In a specific implementation, the following steps:

presetting a maximum SOC value SOC _ max by the super capacitor;

presetting a SOC minimum value SOC _ min by the super capacitor;

the maximum charging power P _ sc _ maxcarge of the super capacitor;

the maximum value of the fuel cell output power P _ fc _ max;

the minimum value of the output power of the fuel cell P _ fc _ min;

a first high efficiency point P _ fc _ eff1 of the fuel cell output power;

the specific value of the second high efficiency point P _ fc _ eff2 of the fuel cell output power can be designed according to the model, the requirement and the actual vehicle test.

Referring to fig. 2, the energy management method of the parallel fuel cell and the super capacitor is implemented on an energy management system of the parallel fuel cell and the super capacitor, and the energy management system of the parallel fuel cell and the super capacitor comprises: the system comprises a fuel cell system, a unidirectional DC, a bidirectional DC, a motor, a super capacitor and a vehicle control unit;

the vehicle control unit is electrically connected with the fuel cell system and the super capacitor;

the fuel cell system is electrically connected with the unidirectional DC; the super capacitor is electrically connected with the bidirectional DC; the unidirectional DC is electrically connected with the bidirectional DC and the motor.

The super capacitor is used as an auxiliary energy source for low-temperature starting preheating of the fuel cell system and is used as an auxiliary power supply in the starting process of the fuel cell system, and the super capacitor and the auxiliary power supply are connected in parallel and used for supplying power for electric equipment of the whole vehicle; the DC converter at the fuel cell system end is unidirectional, the DC converter of the super capacitor is bidirectional, and when the required power P _ M _ req of the motor of the whole vehicle or the motor is large and the output power of the fuel cell system is insufficient, the super capacitor makes up the energy required by the whole vehicle or the motor.

It should be noted that, in this document, the terms "comprises," "comprising," or any other variation thereof, are intended to cover a non-exclusive inclusion, such that a process, method, article, or system that comprises a list of elements does not include only those elements but may include other elements not expressly listed or inherent to such process, method, article, or system. Without further limitation, an element defined by the phrase "comprising an … …" does not exclude the presence of other like elements in a process, method, article, or system that comprises the element.

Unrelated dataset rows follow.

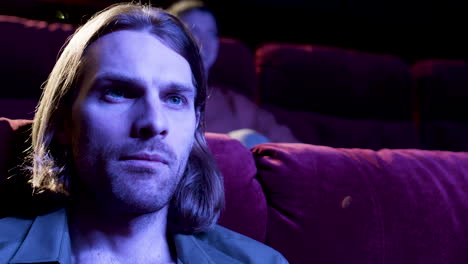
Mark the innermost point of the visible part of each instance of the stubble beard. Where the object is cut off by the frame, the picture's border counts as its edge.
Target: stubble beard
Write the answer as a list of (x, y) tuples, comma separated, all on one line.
[(121, 191)]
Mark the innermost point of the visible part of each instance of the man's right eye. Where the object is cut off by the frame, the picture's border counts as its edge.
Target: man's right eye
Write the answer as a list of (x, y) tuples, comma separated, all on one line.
[(115, 94)]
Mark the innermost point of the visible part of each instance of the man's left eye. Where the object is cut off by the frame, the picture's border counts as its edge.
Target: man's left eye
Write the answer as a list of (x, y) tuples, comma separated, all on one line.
[(177, 100)]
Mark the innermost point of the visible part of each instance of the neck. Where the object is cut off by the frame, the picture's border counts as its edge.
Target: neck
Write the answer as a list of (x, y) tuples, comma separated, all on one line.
[(101, 236)]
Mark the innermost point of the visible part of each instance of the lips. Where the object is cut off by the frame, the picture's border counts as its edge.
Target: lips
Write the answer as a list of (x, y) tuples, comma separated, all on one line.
[(149, 157)]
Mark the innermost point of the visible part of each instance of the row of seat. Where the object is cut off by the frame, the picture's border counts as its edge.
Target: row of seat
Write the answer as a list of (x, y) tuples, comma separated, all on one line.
[(346, 98), (327, 95)]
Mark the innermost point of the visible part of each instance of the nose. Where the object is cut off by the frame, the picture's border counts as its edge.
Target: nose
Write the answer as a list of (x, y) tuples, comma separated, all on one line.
[(150, 119)]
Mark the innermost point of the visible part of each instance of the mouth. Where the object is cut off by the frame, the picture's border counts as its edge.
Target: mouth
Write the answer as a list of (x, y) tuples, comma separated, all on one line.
[(144, 160)]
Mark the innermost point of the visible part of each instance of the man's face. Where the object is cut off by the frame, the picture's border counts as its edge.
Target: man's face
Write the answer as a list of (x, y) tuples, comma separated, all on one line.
[(203, 27), (133, 122)]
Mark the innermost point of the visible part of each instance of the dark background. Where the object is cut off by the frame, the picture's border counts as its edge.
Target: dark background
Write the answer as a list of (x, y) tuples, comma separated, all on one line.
[(412, 29)]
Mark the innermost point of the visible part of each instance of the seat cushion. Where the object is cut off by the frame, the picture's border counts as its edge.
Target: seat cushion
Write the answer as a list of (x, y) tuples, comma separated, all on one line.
[(364, 206)]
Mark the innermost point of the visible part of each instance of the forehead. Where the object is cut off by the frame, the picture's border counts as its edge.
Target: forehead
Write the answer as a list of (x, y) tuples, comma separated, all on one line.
[(137, 54)]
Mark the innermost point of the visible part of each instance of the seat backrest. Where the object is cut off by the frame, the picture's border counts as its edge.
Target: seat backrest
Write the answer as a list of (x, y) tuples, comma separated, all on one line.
[(28, 49), (334, 81), (234, 68), (245, 210)]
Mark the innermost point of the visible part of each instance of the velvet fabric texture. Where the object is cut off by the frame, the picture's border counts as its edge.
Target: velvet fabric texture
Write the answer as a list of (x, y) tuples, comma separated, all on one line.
[(234, 68), (443, 96), (362, 206), (317, 204)]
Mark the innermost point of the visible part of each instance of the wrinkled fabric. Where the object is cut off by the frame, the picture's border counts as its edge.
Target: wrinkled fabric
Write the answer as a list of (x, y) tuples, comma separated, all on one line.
[(227, 111), (46, 238)]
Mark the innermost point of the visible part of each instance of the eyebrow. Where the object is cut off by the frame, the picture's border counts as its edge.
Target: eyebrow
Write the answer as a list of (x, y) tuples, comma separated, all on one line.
[(121, 78)]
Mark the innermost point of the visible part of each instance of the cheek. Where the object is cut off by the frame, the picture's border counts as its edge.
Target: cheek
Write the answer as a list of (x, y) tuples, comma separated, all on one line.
[(97, 127)]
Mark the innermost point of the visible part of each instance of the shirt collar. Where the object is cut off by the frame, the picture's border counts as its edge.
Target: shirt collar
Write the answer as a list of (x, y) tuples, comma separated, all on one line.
[(47, 240)]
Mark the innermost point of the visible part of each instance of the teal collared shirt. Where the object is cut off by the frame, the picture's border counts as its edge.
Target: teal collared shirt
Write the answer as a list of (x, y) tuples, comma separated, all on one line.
[(46, 239)]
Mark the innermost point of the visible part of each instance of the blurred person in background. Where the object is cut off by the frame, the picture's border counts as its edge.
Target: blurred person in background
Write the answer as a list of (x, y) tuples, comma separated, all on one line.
[(228, 111)]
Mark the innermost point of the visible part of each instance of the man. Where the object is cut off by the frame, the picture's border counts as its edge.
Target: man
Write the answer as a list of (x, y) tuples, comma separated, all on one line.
[(119, 132), (228, 111)]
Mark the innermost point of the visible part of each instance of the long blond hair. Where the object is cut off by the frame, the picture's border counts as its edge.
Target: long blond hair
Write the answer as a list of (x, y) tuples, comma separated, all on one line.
[(200, 195)]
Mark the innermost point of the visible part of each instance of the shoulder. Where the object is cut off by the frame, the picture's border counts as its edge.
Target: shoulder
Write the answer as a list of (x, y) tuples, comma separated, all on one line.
[(13, 230), (239, 247)]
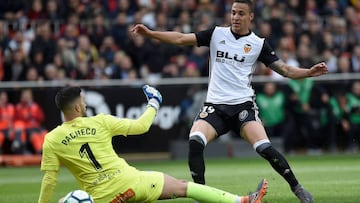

The above-mentioned serial numbers of the embodiments of the present invention are merely for description and do not represent the merits of the embodiments. In the unit claims enumerating several means, several of these means may be embodied by one and the same item of hardware. The use of the words first, second, third and the like do not denote any order, but rather the words first, second and the like may be interpreted as indicating any order.

The above description is only a preferred embodiment of the present invention, and not intended to limit the scope of the present invention, and all modifications of equivalent structures and equivalent processes, which are made by using the contents of the present specification and the accompanying drawings, or directly or indirectly applied to other related technical fields, are included in the scope of the present invention.